En Catalogne, au sein de l’aire de répartition qui est continue, 3 zones de présence particulières se distinguent : Val d’Aran, Alt Aneu, Alt Cardos/Vallferrera. En 2014, 15 échantillons ont été analysés par le laboratoire de l’Université Autonome de Barcelone.

Toutefois, 36 échantillons (34 de poils et 2 de crottes), provenant de cette province, ont été analysés par le LECA de Grenoble sur le budget de l’équipe ours de l’ONCFS Neuf ours différents ont ainsi été identifiés par la génétique dont 5 non détectés côté français. Même si ce faible échantillonnage pourrait induire une sous estimation de l’effectif minimal détecté, 22 ours ont néanmoins pu être différenciés sur cette province grâce aux différentes méthodes et techniques de suivi similaires à celles utilisées sur le versant français.

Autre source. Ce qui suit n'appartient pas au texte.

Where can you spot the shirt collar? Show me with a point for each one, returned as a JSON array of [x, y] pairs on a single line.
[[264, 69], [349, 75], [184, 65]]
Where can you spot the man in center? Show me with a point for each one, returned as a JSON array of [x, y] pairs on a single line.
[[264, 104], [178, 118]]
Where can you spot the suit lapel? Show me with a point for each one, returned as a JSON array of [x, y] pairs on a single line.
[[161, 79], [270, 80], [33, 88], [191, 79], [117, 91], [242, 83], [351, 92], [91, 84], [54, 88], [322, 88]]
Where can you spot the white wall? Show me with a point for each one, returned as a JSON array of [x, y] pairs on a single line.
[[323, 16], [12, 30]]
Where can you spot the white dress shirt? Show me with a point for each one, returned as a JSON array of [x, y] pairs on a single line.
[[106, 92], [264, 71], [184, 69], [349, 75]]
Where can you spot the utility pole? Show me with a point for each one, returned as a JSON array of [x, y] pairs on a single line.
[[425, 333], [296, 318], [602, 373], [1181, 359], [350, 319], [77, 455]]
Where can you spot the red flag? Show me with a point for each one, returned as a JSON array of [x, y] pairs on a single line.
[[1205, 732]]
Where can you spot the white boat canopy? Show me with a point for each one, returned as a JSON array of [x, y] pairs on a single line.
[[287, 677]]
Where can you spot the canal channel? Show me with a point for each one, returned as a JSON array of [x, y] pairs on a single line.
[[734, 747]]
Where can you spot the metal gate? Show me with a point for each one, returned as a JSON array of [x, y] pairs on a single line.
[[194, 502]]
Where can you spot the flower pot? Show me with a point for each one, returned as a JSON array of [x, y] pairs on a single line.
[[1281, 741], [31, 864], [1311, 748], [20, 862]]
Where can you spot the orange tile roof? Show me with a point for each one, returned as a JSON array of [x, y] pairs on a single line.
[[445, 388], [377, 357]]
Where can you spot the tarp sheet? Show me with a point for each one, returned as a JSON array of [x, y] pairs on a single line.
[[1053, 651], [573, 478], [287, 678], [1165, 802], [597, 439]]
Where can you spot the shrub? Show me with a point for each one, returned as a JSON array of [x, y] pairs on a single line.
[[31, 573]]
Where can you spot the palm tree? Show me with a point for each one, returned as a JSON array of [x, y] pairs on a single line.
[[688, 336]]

En Andorre, pour la première fois depuis 2009, un indice d’ours (crotte) a été relevé au mois de septembre 2014, par les Gardes del Cos de Banders, dans le cadre du suivi opportuniste, sur le territoire de la Paroisse d’Ordino.

En Aragon, 2 ours ont été détectés dans les zones identifiées les années précédentes : Néré,, dans le noyau occidental, près de la frontière avec la Navarre et Sarousse, dans le noyau central, près de la frontière avec le Val d’Aran. Au vu des différents indices récoltés et notamment de la photo automatique, cette femelle est toujours isolée du reste de la population.

En Navarre, un dégât sur cheptel domestique, causé par l’ours Néré, a été enregistré.

Analyse des résultats du suivi de la population

Aire de répartition des indices de présence recueillis

L’aire de répartition annuelle de l’espèce a longtemps été calculée à partir de la présence d’au moins 1 indice validé par sous-massif. Les collègues espagnols n’utilisent pas ce découpage ce qui contraint d’élaborer la cartographie à l’aide d’une méthode européenne standard (Directive habitats 92/43/EEC) qui utilise des mailles de 10 km de côté. Chaque maille contenant un indice confirmé est comptabilisée dans l’aire de répartition (carte n° 2).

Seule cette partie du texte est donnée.